Assignment 4 - Bayesian models
By Julia Jönmark and Hanna Söderström
Hours spent: 10h each
To answer this question we needed to fetch the files and put its information in to a dataframe.
For the first question we took inspiration from the code from Grepper (found on this link: https://www.codegrepper.com/code-examples/shell/unzip+tar.gz+using+python) to be able to access the information from the .tar files. Then we realized that the files were not read correctly and this was fixed by adding 'latin-1' according to this link: https://stackoverflow.com/questions/5552555/unicodedecodeerror-invalid-continuation-byte.
Below we can see how the data frame 'df' looks
For part B in the first question we wanted to split the dataset into training and test sets. We use a train/test split of 70-30.
We start of with the train and test sets from the previous question and use it for the vectorization of the emails.
To vectorize the email texts we used the code from scikit learn as inspiration (found on this link: https://scikit-learn.org/stable/modules/generated/sklearn.feature_extraction.text.CountVectorizer.html?highlight=count%20vectorizer#sklearn.feature_extraction.text.CountVectorizer)
When we have vectorized the email texts, we create the classifiers and run them. The code is taken from naïve_bayes_intro.ipynb provided in the course (we have changed to the right classifier here).
Accuracy for Multinomial: 0.9721362229102167 Accuracy for Bernoulli: 0.8328173374613003
We then want to print out the results with the percentage of ham and spam tests set that were classified correctly. This is done by creating confusion matrixes (code for this is taken from this link: https://scikit-learn.org/stable/auto_examples/model_selection/plot_confusion_matrix.html). To calculate the true positive and true negative we took inspiration from Grepper again (code found on this link: https://www.codegrepper.com/code-examples/python/precision+and+recall+from+confusion+matrix+python) and calculated more exact values.
True positive for Bernoulli: 0.9980119284294234 True negative for Bernolli: 0.2517482517482518 True positive for Multinomial: 0.9920477137176938 True negative for Multinomial: 0.9020979020979021
According to the picture provided in Lecture 4 (see below), we can analyze the matrices.
From the matrix with the Bernoulli classifiers we get: correct identification of ham: 99.8% correct identification of spam: 25.2% _ From the matrix with the Multinomial classifiers we get: correct identification of ham: 99.2% correct identification of spam: 90.2%
From this we get that the the Multinomial classifier is better for identifying spam/ham emails for this dataset.
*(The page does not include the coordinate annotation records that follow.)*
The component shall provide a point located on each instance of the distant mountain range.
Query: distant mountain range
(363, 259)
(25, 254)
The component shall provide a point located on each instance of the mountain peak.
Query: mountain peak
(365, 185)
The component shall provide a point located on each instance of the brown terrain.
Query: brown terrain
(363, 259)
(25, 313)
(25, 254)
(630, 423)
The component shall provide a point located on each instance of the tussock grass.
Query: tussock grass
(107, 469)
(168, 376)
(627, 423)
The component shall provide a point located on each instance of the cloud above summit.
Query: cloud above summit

We can also see from the matrices above that the amount of false idenification of ham was far greater with the Bernoulli classifier than with the Multinomial classifier. Since the multinomial classifier takes the number of times a word appears into consideration (unlike the Bernoulli) we can conclude that the number of times a word appear matters for this dataset.
We begin by seperating the easy/hard ham types into two different data sets together with the spam. This will be the data sets that we use later to determine the difference between easy ham vs spam and hard ham vs spam.
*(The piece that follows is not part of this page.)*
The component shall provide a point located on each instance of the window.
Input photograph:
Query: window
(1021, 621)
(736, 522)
Then we did same as we have done before but we used different data frames in this case.
Accuracy for Multinomial: 0.9702276707530648 Accuracy for Bernoulli: 0.8984238178633975 Easy: True positive for Multinomial: 0.9976958525345622 Easy: True negative for Multinomial: 0.8832116788321168 Easy: True positive for Bernoulli: 1.0 Easy: True negative for Bernolli: 0.5766423357664233 Accuracy for Multinomial: 0.915929203539823 Accuracy for Bernoulli: 0.8053097345132744 Hard: True positive for Multinomial: 0.7804878048780488 Hard: True negative for Multinomial: 0.9930555555555556 Hard: True positive for Bernoulli: 0.5 Hard: True negative for Bernolli: 0.9791666666666666
From the above matrices we get the following:
For easy ham: correct identification of ham with MultinomialNB: 99.8% correct identification of spam with MultinomialNB: 88.3% correct identification of ham with BernoulliNB: 100% correct identification of spam with BernoulliNB: 57.6% _ For hard ham: correct identification of ham with MultinomialNB: 78% correct identification of spam with MultinomialNB: 99.3% correct identification of ham with BernoulliNB: 50% correct identification of spam with BernoulliNB: 97.9%
From this we can conclude that the multinomial classifier is better than bernoulli regarding both easy ham and hard ham. For easy ham, we can see that the bernoulli classifier only gives the correct information 57.6% of the times for spam emails when the multinomial classifier gives 88.3% correct information for spam emails. For hard ham the the bernoulli classifier only gives the correct information 50% of the times for ham emails when the multinomial classifier gives 78% correct information for ham emails. That is a significant difference in both cases where the multinomial classifier comes out on top.